J’ai du mal à comprendre où va Triet.
Ce film est-il un objet organique, sensible ? Dans la direction tout l’indique, mais le montage elliptique et aérien, toutes ces coupes, tous ces épisodes, toute cette musique, ça met une grande distance entre la matière et moi, ça désincarne un cinéma qui pourtant hurle à la gloire de l’incarnation.
En fait, comme pour Victoria, j’ai à nouveau la sensation d’avoir vu le film d’une équipe technique. C’est encore plus visible dans Sibyl. Je vois un chef opérateur qui fait son travail, un chef monteur qui fait son travail, une réalisatrice qui fait son travail, on filme le scénario qu’on a écrit, on pose les lampes où il faut les poser, on coupe là où le sens du rythme impose de couper, mais j’ai pas le sentiment que tout le monde aille dans la même direction et cherche la même chose… ou cherche quoi que ce soit. Qui tient la barre, bon sang ?
La structure narrative, si erratique soit-elle, demeure une construction linéaire et lisible, de surface et facile à détricoter. Sybil, présent, passé, bon, bon, blabla. La forme est tape-à-l’œil, « auteuresque », mais est plus sage qu’elle s’en donne l’air. Elle est avant tout l’esclave de l’histoire à raconter, avec ses personnages écrits comme prétextes à filmer des acteurs qui se donnent à l’image. Au fond, on est surtout là pour pousser Efira, Exarchopoulos et les autres dans leur art, pas tellement pour autre chose.
C’est malgré tout plus mémorable que Victoria. Le film n’est pas mauvais ; je peux donner l’impression de le penser, mais ce n’est pas le cas. C’est parce qu’au fond j’ai envie de voir Triet décoller que je suis dur avec son cinéma. De toute façon, ce ne sera peut-être jamais vraiment mauvais, un Triet. Elle a son élégance, sa technicité, on verra toujours quelque chose d’intéressant, avec ses aspérités. Elle a son sens des hauts et des bas, comme elle l’annonçait explicitement de la bouche d’Arthur Harari dans la Bataille de Solférino.
Je le répète, elle a son élégance. Son travail peint son réel, un réel qui n’est pas le mien mais qui m’intéresse, un quotidien de Parisienne, qui a fait les Beaux-Arts, entourée de ces faiseurs de phrases absconses et absurdes présents dans tous ses films : fréquenter et identifier ces bêtes-là l’aura peut-être préservée d’en devenir une, et aura contribué à rendre son art moins loquace et plus fin qu’il aurait pu l’être.
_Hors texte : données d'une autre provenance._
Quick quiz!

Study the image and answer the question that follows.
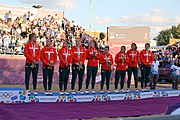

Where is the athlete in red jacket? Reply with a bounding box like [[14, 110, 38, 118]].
[[85, 40, 100, 94], [71, 39, 86, 94], [127, 43, 140, 92], [58, 40, 73, 95], [24, 33, 40, 95], [140, 43, 153, 91], [99, 46, 113, 93], [115, 46, 129, 93], [41, 39, 57, 95]]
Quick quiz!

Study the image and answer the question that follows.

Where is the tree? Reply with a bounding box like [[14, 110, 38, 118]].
[[154, 24, 180, 46]]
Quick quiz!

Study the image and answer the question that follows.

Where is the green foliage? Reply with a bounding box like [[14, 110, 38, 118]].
[[154, 24, 180, 46]]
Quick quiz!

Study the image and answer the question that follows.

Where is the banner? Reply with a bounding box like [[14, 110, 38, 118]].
[[108, 26, 150, 57], [0, 90, 29, 103]]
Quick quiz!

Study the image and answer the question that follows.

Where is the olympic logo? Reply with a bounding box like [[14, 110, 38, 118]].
[[0, 92, 13, 99]]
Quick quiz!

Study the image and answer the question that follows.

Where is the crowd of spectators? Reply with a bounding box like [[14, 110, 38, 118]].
[[0, 11, 91, 53], [154, 42, 180, 68]]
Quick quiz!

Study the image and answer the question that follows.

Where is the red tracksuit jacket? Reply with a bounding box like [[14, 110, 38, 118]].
[[127, 49, 140, 67], [41, 46, 57, 67], [115, 52, 129, 70], [86, 47, 100, 66], [71, 46, 86, 64], [58, 47, 73, 68], [24, 42, 41, 63], [140, 50, 154, 66], [99, 53, 113, 70]]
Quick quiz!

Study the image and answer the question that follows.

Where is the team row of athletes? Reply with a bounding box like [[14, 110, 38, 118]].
[[24, 33, 154, 95]]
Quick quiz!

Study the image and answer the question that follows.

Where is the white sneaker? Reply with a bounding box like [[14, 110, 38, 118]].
[[64, 91, 69, 95], [145, 87, 149, 92], [48, 90, 52, 95], [121, 89, 126, 93], [101, 90, 104, 94], [85, 89, 89, 94], [135, 88, 139, 92], [126, 88, 130, 92], [91, 89, 96, 94], [79, 90, 84, 95], [114, 89, 119, 93], [142, 88, 146, 92], [107, 90, 111, 94], [34, 91, 38, 96], [59, 91, 64, 95], [72, 90, 76, 95], [27, 90, 31, 96], [44, 91, 49, 95]]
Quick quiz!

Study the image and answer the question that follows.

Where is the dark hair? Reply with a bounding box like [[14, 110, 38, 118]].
[[145, 43, 150, 46], [121, 45, 126, 50], [92, 40, 98, 50], [29, 33, 36, 41], [104, 45, 109, 50], [131, 43, 137, 50]]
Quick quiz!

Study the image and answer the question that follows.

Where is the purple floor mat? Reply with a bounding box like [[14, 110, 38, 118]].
[[0, 97, 180, 120]]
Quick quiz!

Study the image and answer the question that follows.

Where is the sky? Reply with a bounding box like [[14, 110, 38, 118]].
[[0, 0, 180, 39]]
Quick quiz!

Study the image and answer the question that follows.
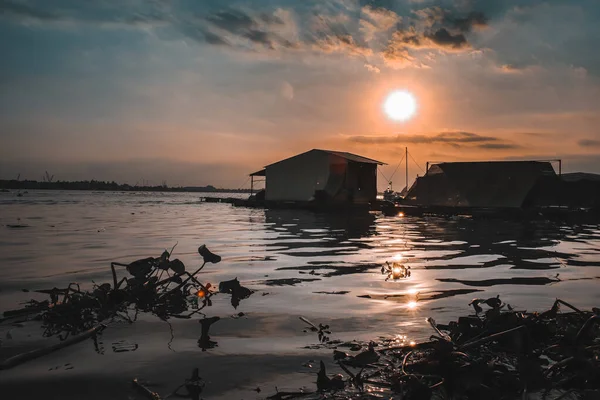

Mais moins loquace ne signifie pas muet. Triet parle. Et malheureusement, tout ce que dit son cinéma jusqu’ici, ça a déjà été dit, en plus fort. Il faut arrêter d’aller par là. Il faut arrêter la psychologie, arrêter de méta-interroger le cinéma, arrêter le blablabla, arrêter de mettre Virginie Efira dans toutes les situations émotionnelles et physiques possibles juste pour la faire jouer des trucs et raconter je sais pas quoi. Pour l’instant, je vois Triet poursuivre des chimères. C’est bien écrit, bien dirigé, mais il n’y a pas de liant qui me colle le cul au fauteuil, la carence esthétique et cinématographique est trop importante. J’attends plus de ce terreau d’élégance et de technicité. La Bataille de Solférino c’était fort, je veux retrouver le mojo que j’avais vu dans ce premier long-métrage, je veux du cinéma.